Ein Lehrstück zur direkten Demokratie
11. November 2008
Wer es verdrießlich findet, dass mit juristischen Tricksereien dafür gesorgt wird, dass der von uns angestrebte Bürgerentscheid nicht stattfinden kann, der sei getröstet: Wenn er denn stattfände, würde er noch lange nicht zwingend etwas bewirken. Wie das? Wird uns nicht permanent von unseren Brückenfreunden erklärt, dass der in einem Bürgerentscheid erklärte Wille der Wähler vorbehaltlos zu respektieren sei?
Keineswegs. Nur eine halbe Stunde Autofahrt von Dresden entfernt – in Leppersdorf – wird uns in einem Lehrstück zum Thema direkte Demokratie vorgeführt, wie leicht es ist, den in einem Bürgerentscheid eindeutig zum Ausdruck gebrachten Bürgerwillen schlicht zu ignorieren.
Die Chronologie der Ereignisse spricht für sich und kann unkommentiert wiedergegeben werden:
- Anfang 2006 wird durch den Gemeinderat Wachau der Aufstellungsbeschluss zum Bebauungsplan „Ersatzbrennstoffheizkraftwerk der Sachsenmilch Anlagen Holding AG Leppersdorf“ gefasst.
- Im Juni 2006 gründet sich die Interessengemeinschaft „Gesunde Zukunft – keine Müllverbrennung bei Müllermilch“.
- Im Juli und August 2006 sprechen sich die umliegenden Gemeinden Radeberg, Großröhrsdorf, Lichtenberg sowie Kleinröhrsdorf eindeutig gegen die Errichtung der Müllverbrennungsanlage aus.
- Anfang September 2006 werden in kürzester Zeit Unterschriften von rund zwei Dritteln aller Wahlberechtigten aus Leppersdorf gegen die geplante Müllverbrennungsanlage gesammelt. Am 13.09.2006 diskutiert der Gemeinderat die Möglichkeit eines Bürgerentscheides und beschließt am 11.10.2006 dessen Durchführung.

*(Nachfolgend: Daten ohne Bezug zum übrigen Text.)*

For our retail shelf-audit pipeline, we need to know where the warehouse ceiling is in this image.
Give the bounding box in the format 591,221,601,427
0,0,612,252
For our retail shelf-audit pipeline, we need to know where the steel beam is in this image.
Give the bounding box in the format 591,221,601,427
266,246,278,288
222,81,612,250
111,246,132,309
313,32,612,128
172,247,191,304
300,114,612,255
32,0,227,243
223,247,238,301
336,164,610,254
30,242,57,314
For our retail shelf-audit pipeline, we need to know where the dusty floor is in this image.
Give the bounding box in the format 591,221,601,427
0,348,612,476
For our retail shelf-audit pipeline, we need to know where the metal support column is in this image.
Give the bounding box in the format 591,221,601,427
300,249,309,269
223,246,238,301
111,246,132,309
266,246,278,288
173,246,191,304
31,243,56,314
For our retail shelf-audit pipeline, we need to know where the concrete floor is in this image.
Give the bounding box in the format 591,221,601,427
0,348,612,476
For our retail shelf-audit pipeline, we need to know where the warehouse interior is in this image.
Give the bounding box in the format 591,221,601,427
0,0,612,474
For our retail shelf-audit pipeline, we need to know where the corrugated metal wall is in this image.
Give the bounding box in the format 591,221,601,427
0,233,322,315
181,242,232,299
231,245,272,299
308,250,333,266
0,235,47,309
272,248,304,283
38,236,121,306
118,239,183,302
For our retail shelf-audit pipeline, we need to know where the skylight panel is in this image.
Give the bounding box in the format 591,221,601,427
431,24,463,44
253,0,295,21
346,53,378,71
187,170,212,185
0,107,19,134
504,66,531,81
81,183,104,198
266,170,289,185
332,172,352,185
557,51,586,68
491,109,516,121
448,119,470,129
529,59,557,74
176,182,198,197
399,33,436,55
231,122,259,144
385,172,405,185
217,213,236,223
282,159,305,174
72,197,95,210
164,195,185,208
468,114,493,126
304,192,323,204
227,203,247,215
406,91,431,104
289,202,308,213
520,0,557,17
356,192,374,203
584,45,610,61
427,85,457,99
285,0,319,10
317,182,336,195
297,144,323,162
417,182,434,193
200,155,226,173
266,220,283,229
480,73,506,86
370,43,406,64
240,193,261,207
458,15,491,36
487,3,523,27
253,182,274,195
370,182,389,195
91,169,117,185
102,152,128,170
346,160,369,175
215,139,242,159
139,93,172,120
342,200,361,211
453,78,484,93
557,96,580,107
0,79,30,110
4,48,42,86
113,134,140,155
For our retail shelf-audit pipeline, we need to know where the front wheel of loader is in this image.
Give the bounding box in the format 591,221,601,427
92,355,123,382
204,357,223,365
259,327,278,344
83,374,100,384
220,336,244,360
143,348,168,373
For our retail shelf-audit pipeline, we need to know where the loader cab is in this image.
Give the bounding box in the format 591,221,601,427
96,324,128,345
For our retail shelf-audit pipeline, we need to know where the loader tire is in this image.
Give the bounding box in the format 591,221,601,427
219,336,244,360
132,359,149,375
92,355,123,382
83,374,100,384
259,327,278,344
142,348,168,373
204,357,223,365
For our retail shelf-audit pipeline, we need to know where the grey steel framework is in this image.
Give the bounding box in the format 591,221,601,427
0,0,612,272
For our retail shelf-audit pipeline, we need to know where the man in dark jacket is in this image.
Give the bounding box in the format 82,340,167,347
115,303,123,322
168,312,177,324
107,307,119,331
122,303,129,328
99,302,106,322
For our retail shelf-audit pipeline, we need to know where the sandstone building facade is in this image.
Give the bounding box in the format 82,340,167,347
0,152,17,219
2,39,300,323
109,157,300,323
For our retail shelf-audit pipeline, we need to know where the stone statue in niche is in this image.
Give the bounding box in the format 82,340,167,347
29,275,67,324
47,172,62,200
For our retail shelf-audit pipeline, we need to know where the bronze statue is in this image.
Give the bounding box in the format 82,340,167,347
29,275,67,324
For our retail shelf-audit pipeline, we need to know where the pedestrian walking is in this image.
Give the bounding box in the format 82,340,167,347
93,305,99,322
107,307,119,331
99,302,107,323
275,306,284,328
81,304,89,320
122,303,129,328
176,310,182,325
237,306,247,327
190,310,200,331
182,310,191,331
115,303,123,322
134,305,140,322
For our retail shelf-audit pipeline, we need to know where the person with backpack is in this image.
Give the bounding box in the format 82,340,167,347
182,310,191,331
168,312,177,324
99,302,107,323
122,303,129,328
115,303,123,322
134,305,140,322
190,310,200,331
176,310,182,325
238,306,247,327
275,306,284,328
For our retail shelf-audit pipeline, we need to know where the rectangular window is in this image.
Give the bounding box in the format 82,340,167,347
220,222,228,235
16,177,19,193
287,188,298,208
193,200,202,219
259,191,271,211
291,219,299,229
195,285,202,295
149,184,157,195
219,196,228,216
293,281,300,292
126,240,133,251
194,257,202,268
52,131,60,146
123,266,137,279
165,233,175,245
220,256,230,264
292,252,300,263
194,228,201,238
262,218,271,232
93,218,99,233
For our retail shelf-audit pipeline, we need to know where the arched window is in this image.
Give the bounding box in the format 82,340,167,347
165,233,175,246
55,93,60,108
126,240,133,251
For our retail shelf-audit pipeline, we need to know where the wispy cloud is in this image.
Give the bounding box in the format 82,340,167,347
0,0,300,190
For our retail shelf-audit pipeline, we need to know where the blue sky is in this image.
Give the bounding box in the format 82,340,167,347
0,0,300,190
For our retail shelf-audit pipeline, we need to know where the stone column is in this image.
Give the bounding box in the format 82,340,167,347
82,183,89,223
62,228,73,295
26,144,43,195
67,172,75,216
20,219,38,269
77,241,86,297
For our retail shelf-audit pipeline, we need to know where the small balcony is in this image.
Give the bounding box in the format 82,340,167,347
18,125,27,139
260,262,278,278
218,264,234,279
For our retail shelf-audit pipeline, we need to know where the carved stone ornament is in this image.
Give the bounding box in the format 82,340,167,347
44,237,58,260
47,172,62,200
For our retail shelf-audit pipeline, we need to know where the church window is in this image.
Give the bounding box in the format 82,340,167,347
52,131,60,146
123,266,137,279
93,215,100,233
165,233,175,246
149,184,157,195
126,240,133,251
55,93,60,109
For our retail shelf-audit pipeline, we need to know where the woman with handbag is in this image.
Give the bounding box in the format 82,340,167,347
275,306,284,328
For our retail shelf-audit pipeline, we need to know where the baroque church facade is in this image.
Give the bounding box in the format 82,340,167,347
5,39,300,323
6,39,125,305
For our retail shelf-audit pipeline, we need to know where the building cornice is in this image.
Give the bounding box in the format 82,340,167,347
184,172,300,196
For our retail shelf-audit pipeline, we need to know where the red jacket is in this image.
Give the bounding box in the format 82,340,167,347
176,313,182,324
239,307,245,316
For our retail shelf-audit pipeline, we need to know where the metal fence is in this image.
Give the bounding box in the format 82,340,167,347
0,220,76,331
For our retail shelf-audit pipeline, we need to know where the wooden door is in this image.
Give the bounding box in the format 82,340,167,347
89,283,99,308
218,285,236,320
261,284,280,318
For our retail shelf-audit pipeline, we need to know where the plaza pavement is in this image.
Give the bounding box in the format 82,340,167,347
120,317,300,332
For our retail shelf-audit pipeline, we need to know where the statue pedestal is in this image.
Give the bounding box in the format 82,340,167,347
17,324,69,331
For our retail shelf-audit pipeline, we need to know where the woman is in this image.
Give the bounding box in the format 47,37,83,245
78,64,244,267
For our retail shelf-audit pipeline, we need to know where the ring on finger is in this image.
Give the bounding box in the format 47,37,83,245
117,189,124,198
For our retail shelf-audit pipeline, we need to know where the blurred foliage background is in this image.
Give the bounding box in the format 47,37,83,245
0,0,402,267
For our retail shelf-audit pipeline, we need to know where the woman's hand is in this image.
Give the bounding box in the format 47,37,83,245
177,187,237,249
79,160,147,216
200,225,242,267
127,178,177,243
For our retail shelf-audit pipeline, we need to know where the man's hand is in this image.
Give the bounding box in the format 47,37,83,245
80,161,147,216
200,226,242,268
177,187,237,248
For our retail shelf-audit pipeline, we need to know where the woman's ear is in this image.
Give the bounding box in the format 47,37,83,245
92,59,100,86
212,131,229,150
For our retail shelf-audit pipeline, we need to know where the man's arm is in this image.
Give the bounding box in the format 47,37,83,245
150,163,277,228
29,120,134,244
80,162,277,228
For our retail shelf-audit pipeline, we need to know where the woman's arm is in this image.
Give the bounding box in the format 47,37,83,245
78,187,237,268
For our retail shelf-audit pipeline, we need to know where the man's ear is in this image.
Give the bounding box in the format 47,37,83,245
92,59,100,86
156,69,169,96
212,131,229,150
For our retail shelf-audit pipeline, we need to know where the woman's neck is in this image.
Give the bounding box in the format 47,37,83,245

- Am 10.12.2006 entscheiden sich die Bürger der Gemeinde Wachau beim Bürgerentscheid mit klarer Mehrheit von 65,5% der gültigen Stimmen gegen die Änderung des Bebauungsplanes im Gewerbegebiet Leppersdorf. Damit kann die durch die Firma Sachsenmilch geplante Müllverbrennungsanlage nicht errichtet werden.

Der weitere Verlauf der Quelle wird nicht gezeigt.